With his party’s near-decade in power undermined by scandals and protests, Borisov said that “I offer peace” in remarks directed at his opponents from the doorstep of his home.
“You won’t make it on your own… let’s unite,” he added, playing up his own experience and suggesting a cabinet of experts “to get out of the pandemic” after an election marked by coronavirus fears.
Analysts however expect an uphill battle for Borisov to cobble together a new coalition after unexpectedly strong performance for new populist and anti-government protest parties.
The exit polls suggest that a new populist group, There is Such a Nation, led by sharp-tongued talk show host and Borisov critic Slavi Trifonov, has won around 17 percent, neck-and-neck with the traditional main opposition Socialist party.
Isolated with Covid-19 symptoms, Trifonov wrote to followers on social media late Sunday that “It is important what you did today! (…) Today you are the winners! You have requested power and change is inevitable.”
Analysts commented that Trifonov was set to steal the place of kingmaker from the Turkish minority Movement for Rights and Freedoms party, who were polling at around 11 percent.
“Bulgarian voters chose change,” MRF leader Mustafa Karadaya said late Sunday, declining to answer questions on possible coalitions before he saw the final results.
Ognyan Minchev, director of Sofia’s Institute for International Studies, judged that “there hasn’t been (political) fragmentation like this since the 1990s”.

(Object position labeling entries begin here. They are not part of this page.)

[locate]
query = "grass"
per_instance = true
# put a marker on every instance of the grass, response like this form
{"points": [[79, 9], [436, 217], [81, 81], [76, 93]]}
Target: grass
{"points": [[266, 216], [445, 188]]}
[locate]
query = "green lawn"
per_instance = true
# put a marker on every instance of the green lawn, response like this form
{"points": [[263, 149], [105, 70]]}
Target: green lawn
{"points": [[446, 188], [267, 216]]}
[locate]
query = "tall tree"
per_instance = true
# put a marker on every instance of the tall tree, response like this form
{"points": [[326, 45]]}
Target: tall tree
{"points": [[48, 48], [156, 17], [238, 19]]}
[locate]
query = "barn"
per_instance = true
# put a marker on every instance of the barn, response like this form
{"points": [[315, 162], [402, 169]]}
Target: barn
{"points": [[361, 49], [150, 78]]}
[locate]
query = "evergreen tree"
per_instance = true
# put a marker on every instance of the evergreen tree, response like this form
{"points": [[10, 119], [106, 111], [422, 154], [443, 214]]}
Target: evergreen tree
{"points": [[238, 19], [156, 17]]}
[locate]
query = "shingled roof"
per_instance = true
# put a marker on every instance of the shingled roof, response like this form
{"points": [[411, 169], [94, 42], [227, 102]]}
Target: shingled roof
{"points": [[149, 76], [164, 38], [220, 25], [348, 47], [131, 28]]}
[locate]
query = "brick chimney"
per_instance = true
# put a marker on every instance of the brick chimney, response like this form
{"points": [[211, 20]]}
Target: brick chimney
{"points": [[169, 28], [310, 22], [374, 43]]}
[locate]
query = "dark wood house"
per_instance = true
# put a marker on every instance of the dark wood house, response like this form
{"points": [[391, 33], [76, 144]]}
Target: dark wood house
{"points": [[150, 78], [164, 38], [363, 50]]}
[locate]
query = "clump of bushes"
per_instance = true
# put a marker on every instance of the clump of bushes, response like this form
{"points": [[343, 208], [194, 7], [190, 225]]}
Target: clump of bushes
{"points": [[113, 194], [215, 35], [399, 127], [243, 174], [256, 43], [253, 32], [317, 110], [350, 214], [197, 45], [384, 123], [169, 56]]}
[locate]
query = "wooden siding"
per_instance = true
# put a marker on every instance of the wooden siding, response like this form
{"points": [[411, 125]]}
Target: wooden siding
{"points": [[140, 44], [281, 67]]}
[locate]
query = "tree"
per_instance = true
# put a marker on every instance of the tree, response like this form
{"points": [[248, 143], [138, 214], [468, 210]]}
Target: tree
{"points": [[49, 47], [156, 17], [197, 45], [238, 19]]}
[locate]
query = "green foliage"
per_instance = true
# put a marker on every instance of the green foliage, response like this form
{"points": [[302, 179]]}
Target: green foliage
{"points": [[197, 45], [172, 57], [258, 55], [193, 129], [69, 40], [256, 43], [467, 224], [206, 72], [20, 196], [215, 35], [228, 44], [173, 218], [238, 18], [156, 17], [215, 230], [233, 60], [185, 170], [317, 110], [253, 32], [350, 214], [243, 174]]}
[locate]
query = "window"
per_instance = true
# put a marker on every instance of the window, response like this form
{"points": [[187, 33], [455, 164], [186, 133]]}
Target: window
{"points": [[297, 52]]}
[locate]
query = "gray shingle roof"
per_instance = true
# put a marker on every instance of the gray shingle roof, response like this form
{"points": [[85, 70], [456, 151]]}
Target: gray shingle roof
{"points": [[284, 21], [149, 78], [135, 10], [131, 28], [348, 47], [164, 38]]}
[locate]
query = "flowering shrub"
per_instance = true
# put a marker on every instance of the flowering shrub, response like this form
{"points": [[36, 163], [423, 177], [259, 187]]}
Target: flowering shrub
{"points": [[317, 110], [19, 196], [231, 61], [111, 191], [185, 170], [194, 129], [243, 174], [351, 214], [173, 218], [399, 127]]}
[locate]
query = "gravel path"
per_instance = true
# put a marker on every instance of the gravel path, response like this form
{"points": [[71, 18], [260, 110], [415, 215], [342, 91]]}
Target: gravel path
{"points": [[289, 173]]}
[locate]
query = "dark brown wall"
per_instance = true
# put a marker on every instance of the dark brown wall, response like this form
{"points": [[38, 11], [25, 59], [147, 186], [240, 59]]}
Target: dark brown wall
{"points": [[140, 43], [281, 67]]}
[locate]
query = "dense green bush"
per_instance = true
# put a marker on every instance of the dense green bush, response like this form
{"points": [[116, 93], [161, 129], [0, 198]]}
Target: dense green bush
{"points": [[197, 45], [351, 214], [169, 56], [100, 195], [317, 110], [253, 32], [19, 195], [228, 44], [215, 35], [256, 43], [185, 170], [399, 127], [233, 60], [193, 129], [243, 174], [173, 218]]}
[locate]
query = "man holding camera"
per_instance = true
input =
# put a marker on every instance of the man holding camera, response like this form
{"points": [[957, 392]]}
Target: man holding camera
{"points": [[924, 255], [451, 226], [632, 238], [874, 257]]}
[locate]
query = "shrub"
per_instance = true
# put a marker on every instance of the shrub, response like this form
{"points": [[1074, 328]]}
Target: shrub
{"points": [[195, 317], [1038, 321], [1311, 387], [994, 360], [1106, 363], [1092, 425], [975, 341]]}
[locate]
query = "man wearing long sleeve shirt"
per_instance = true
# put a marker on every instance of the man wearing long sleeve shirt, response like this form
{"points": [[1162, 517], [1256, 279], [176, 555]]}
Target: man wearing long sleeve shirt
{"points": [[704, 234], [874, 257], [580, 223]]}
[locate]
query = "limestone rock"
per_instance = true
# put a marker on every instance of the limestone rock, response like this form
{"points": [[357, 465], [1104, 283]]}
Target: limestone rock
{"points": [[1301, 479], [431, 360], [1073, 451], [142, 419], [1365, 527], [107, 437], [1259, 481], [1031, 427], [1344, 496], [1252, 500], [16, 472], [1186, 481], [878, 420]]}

“The compromises to form a government will be very difficult, and if the talks succeed, the cabinet won’t last more than a year,” he predicted.

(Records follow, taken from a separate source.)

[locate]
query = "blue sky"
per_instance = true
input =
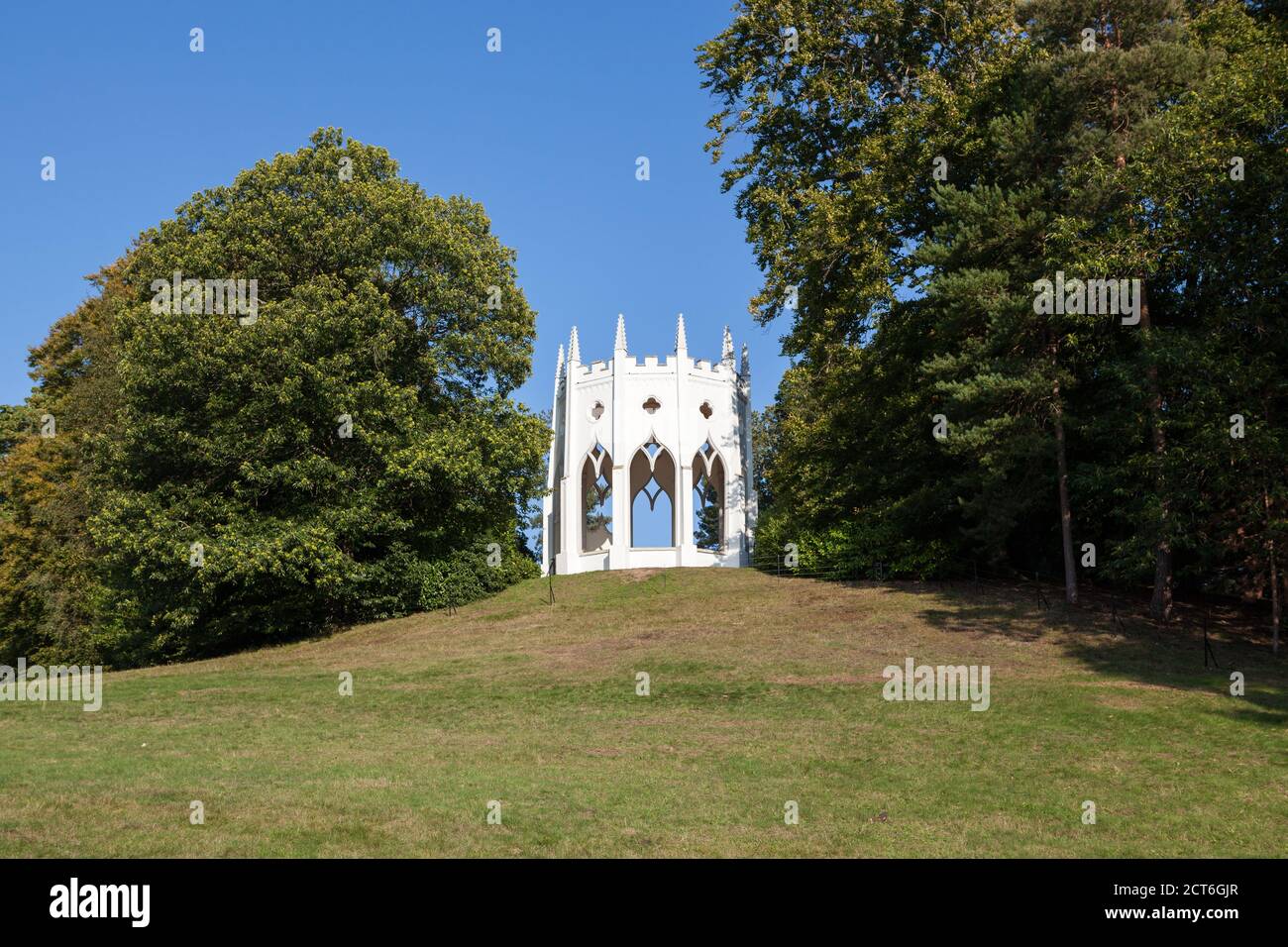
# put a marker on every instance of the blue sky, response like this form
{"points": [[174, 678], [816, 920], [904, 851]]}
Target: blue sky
{"points": [[545, 134]]}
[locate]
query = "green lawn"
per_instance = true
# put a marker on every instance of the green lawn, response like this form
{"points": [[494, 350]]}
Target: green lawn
{"points": [[763, 690]]}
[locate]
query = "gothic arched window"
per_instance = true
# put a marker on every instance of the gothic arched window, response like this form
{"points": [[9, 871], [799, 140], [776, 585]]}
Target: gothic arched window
{"points": [[596, 484], [652, 496], [708, 497]]}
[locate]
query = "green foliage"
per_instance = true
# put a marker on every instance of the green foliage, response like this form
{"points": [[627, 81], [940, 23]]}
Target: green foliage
{"points": [[178, 429], [915, 291]]}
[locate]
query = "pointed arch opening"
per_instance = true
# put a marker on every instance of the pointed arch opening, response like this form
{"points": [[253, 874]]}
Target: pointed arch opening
{"points": [[596, 487], [708, 497], [652, 479]]}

Support for GERB has been badly eroded by a series of scandals and months of sometimes violent protests last year that accused the government of protecting oligarchs.
If borne out, the exit poll results would represent a fall of around nine points from its 2017 performance but some analysts called even this result “a remarkable feat” on the part of the embattled marathon premier.
Official results are not expected before Thursday.
President Rumen Radev, who supported last year’s anti-government protests and has been a vehement critic of Borisov, called the elections “a step towards returning to normality.”
Many voters also said they hoped that they will bring change.
“I’m part of the generation that witnessed the transition” from communism to democracy, 50-year-old Antoaneta Raponska said. “I hope that the changes of the past 30 years will finally bring a result”.
Dressed in worker’s overalls as he queued in the rain to vote, 43-year-old Krassimir Slavchev said that Bulgarians must “vote and demand responsibility, that’s what we have to do to no longer hear that Bulgaria is the poorest (country) in Europe”.
Bulgaria voted while battling a third wave of coronavirus infections that has seen hospital admissions spike.
Voting booths were set up in hospitals and poll workers also took ballot boxes to voters in quarantine.
While some had worried that coronavirus fears would keep voters away from the polls, turnout fell only a few percentage points compared with 2017, from 54 to 48 percent.
There had been “mobilisation among urban voters and the young,” analyst Dimitrova said.
Two formations specifically targeting the votes of those who joined last year’s demonstrations look to have garnered around 15 percent of the vote between them.
They are the right-wing Democratic Bulgaria coalition — whose leader Hristo Ivanov encouraged the protests — and the Stand up! Mafia out! left-wing coalition, close to Radev.
Ivanov said Sunday he was hoping for a “parliament with more legitimacy to launch a debate on change” but added that he would not enter the executive at any price.
The last party set to clear the hurdle of four percent to gain seats is GERB’s current government coalition partner, the nationalist VMRO party.